In realtà la pronuncia della Corte ha vagliato la legittimità costituzionale non solo di tale disposizione, ma in prima battuta anche di quella del co. 4 dell’art. 83 “nella parte in cui prevede che il corso della prescrizione dei reati commessi prima del 9 marzo 2020 rimanga sospeso, per un periodo di tempo pari a quello in cui sono sospesi i termini per il compimento di qualsiasi atto dei procedimenti penali”. La contestazione mossa riguardava l’incidenza retroattiva (ex se pregiudizievole per l’imputato) di tale intervento legislativo. Parte ricorrente, infatti, riteneva che l’entrata in vigore di una norma successiva riguardante un istituto di natura sostanziale come la prescrizione fosse in contrasto con il principio di legalità e di irretroattività della legge penale, garantito dall’art. 25, co. 2, Cost. (“nessuno può essere punito se non in fo rza di una legge che sia entrata in vigore prima del fatto commesso”) e dall’art. 7 CEDU (“nessuno può essere condannato per un’azione o un’omissione che, al momento in cui è stata commessa, non costituiva reato secondo il diritto interno o internazionale”).
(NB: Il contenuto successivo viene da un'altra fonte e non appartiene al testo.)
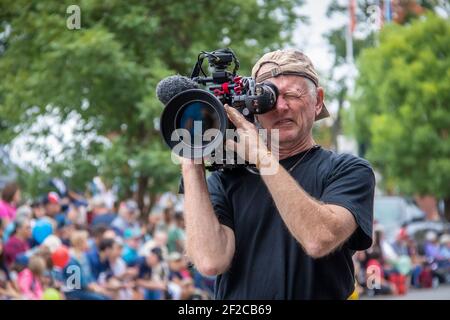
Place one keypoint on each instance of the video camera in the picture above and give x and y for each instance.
(195, 106)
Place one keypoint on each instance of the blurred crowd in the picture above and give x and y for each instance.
(67, 245)
(394, 267)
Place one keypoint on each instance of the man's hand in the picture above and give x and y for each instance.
(251, 145)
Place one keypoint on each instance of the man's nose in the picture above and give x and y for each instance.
(282, 104)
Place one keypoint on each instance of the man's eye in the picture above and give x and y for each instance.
(290, 96)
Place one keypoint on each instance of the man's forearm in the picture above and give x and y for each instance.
(207, 243)
(315, 225)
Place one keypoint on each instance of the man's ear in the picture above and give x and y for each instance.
(319, 100)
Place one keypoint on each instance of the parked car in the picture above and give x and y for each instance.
(394, 212)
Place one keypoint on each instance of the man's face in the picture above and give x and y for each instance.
(295, 110)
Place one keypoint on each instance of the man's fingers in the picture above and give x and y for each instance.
(236, 117)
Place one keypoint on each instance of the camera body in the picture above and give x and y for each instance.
(205, 107)
(241, 93)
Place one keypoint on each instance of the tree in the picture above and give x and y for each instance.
(105, 73)
(402, 102)
(368, 18)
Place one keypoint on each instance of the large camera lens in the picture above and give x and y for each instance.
(197, 118)
(193, 123)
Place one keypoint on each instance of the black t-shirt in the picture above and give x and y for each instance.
(268, 262)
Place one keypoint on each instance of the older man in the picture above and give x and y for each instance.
(290, 234)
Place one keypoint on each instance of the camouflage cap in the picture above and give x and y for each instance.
(288, 62)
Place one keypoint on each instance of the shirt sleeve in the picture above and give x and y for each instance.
(351, 185)
(219, 200)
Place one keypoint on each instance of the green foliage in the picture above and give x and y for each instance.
(106, 72)
(402, 105)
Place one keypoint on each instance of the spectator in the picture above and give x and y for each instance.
(10, 198)
(101, 214)
(18, 242)
(86, 288)
(127, 218)
(99, 260)
(149, 280)
(7, 288)
(30, 279)
(432, 246)
(132, 238)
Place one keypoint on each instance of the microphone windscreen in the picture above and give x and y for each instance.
(173, 85)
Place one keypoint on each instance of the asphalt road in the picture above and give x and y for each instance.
(440, 293)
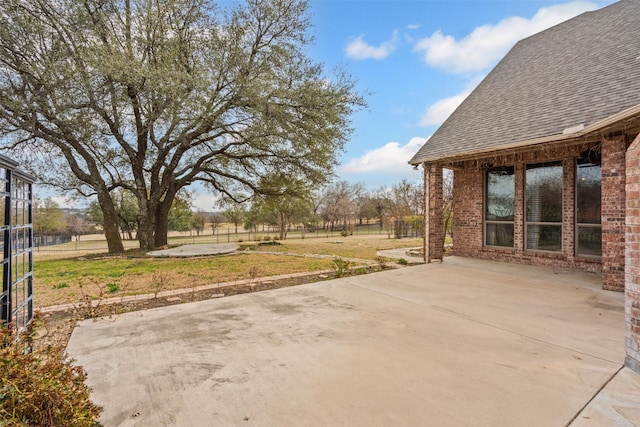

Le questioni di legittimità costituzionale inerenti l’art. 83, co. 4, sono state ritenute però manifestamente infondate, specificando inoltre che nel caso di specie, in assenza di valide motivazioni, la tutela di cui all’art. 7 CEDU non si possa ritenere più ampia e concorrente rispetto a quella di cui all’art. 25, co.2, Cost. La Corte ha richiamato una sua precedente pronuncia (sentenza 278/2020) in cui aveva già ritenute non fondate le medesime questioni. L’art. 83, co. 4, rientra a pieno titolo nella casistica prevista dell’art. 159 c.p. in materia di sospensione della prescrizione, la quale è prevista (fra gli altri) nel caso “in cui la sospensione del procedimento o del processo penale o dei termini di custodia cautelare è imposta da una particolare disposizione di legge”. L’art. 83, co. 4, dunque, non è altro che una diretta applicazione di tale disposizione e la sospensione che prevede è basata su “elementi certi e oggettivi”.

 

Proprio l’assenza di questi ultimi requisiti – certezza ed oggettività – ha invece portato alla censura dell’art. 83, co. 9, del d.l. 18/2020. Infatti in questo caso la sospensione non è prevista in una casistica ben delineata e certa, ma è di fatto rimessa all’arbitrio dei capi di ufficio giudiziario, il cui intervento è assolutamente facoltativo, arbitrario ed incerto (sia nell’an che nel quantum, ovviamente). Nessuna interpretazione può restituire un grado di determinatezza della norma tale da rispettare gli standard costituzionali. La possibilità concessa ai capi degli uffici giudiziari di rinviare le udienze in maniera arbitraria conferisce alla disposizione un grado troppo elevato di soggettività ed incertezza per poter essere accettata dal nostro ordinamento, oltre a causare una difformità di trattamento fra casi analoghi a seconda che il capo di un ufficio giudiziario decida o meno di avvalersi del rinvio previsto dall’art. 83, co. 9.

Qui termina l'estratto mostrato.